After you’ve implemented support for switching GPUs, you then have to tell the system that the support exists, so that it won’t take the legacy approach of choosing one GPU for the lifetime of your app. You can do this either by setting NSSupportsAutomaticGraphicsSwitching = YES in your Info.plist inside your app’s bundle, or, if you’re using CGL, you can use the kCGLPFASupportsAutomaticGraphicsSwitching pixel format attribute when you create the context. Luckily, CGLPixelFormatObj and NSOpenGLPixelFormat can be freely converted between (likewise with CGLContextObj and NSOpenGLContext).

Now that you’ve told the system you know how to switch GPUs, the system won’t force us to use the discrete GPU. However, if you naively create an OpenGL context, you will still use the discrete GPU by default. It means, however, you now have the ability to specify that you would prefer the integrated GPU. You do this by specifying that you would like an “offline” renderer (NSOpenGLPFAAllowOfflineRenderers).

So far, I’ve discussed how we go about rendering into an NSView. However, there are a few other rendering destinations that we can render into.

The first is: no rendering destination. This is considered an “offscreen” context. You can create one of these contexts by never setting the context’s view (which NSOpenGLView does for you). One way to do this is to simply create the context with CGL, and then never touch NSOpenGLView.

Why would you want to do this? Because OpenGL commands you run inside an offscreen context still execute. You can use your newly constructed context to create a framebuffer object, and render to an OpenGL renderbuffer. Then, you can read the results out of the render buffer with glReadPixels(). If your goal is rendering a 3D scene, but aren’t interested in outputting it on a screen, this is the way to do it.

Another destination is a CoreAnimation layer. In order to do this, you would use a CAOpenGLLayer or NSOpenGLLayer. The layer owns and creates the OpenGL context and pixel format; however, it does this with input from you. The idea is that you would subclass CAOpenGLLayer/NSOpenGLLayer and override the copyCGLPixelFormatForDisplayMask: method (and/or the copyCGLContextForPixelFormat: method). When CoreAnimation wants to create its context, it will call these methods. By supplying the pixel format method, you can specify that, for example, you want an OpenGL version 4 context rather than a version 2 context. Then, when CoreAnimation wants you to render, it will call a draw method which you should override in your subclass and perform any drawing you prefer. By default, it will only ask you to draw in response to setNeedsDisplay, but you can set the “asynchronous” flag to ask CoreAnimation to continually ask you to draw.
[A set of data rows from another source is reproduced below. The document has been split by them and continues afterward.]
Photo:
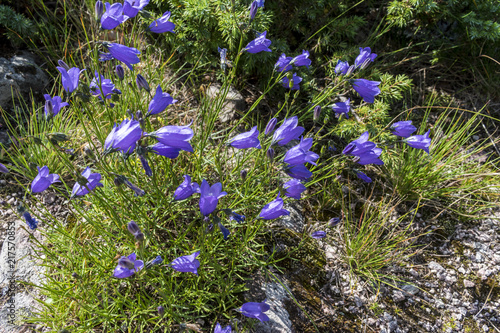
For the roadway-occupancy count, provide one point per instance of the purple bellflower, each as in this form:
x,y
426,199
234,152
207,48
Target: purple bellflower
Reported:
x,y
218,328
288,131
113,16
125,54
187,264
273,210
186,189
246,140
294,188
132,7
366,89
30,221
420,141
342,108
70,78
43,180
259,44
341,67
255,310
174,136
124,137
127,266
294,84
300,153
160,102
209,197
298,171
403,128
93,181
55,103
162,24
364,55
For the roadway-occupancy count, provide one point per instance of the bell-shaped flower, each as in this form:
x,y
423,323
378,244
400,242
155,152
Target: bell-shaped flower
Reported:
x,y
174,136
255,310
127,266
366,89
420,141
187,264
162,24
132,7
259,44
186,189
300,153
70,78
403,128
364,54
43,180
298,171
55,102
294,84
160,102
93,181
246,140
341,67
113,16
288,131
125,54
342,108
209,197
274,209
124,137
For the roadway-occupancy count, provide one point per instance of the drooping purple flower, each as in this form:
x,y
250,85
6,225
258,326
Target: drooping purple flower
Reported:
x,y
283,63
364,55
93,181
342,108
124,137
32,223
218,328
165,150
125,54
403,128
259,44
318,234
127,266
70,78
55,102
270,126
298,171
108,87
300,153
113,16
186,189
341,67
162,24
209,197
174,136
160,101
363,177
294,188
187,264
294,85
255,310
132,7
420,141
301,60
246,140
273,210
366,89
288,131
43,180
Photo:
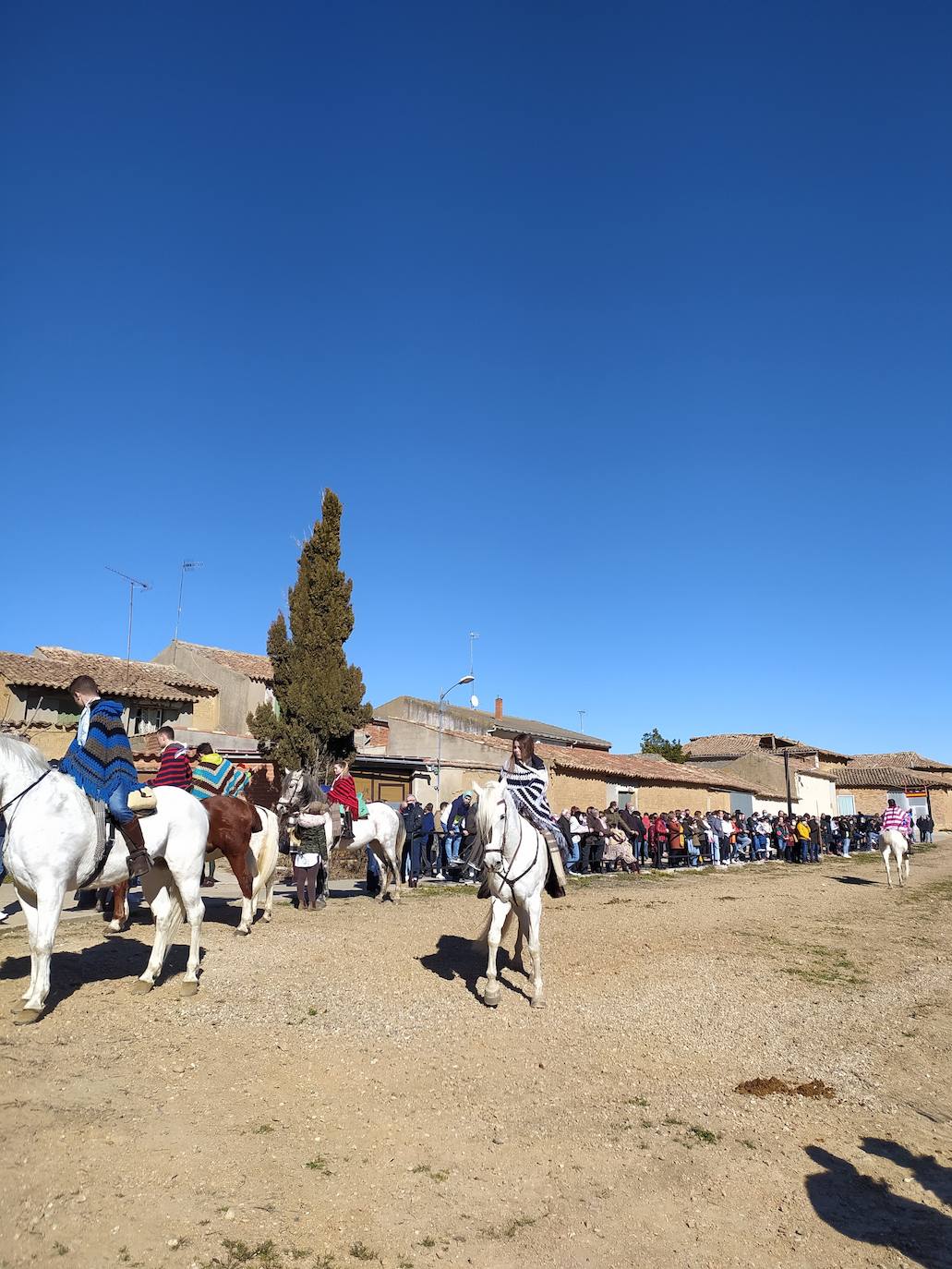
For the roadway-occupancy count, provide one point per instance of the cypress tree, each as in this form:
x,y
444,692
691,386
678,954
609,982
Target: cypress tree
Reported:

Another destination is an IOSurface. An IOSurface is a buffer which can live in graphics memory which can represent a 2D image. The interesting part of an IOSurface is that it can be shared across process boundaries. If you do that, you have to implement synchronization yourself between the multiple processes. It’s possible to wrap an OpenGL texture around an IOSurface, which means you can render to an IOSurface with render-to-texture. If you create a framebuffer object, create a texture from the IOSurface using CGLTexImageIOSurface2D(), bind the texture to the framebuffer, then render into the framebuffer, the result is that you render into the IOSurface. You can share a handle to the IOSurface by using IOSurfaceCreateXPCObject(). Then, if you manage synchronization yourself, you can have another process read from the IOSurface by locking it with IOSurfaceLock() and getting the pointer to the mapped data with IOSurfaceGetBaseAddressOfPlane(). Alternately, you can set it as the “contents” of an CoreAnimation layer. Or, you could use it in another OpenGL context in the other process.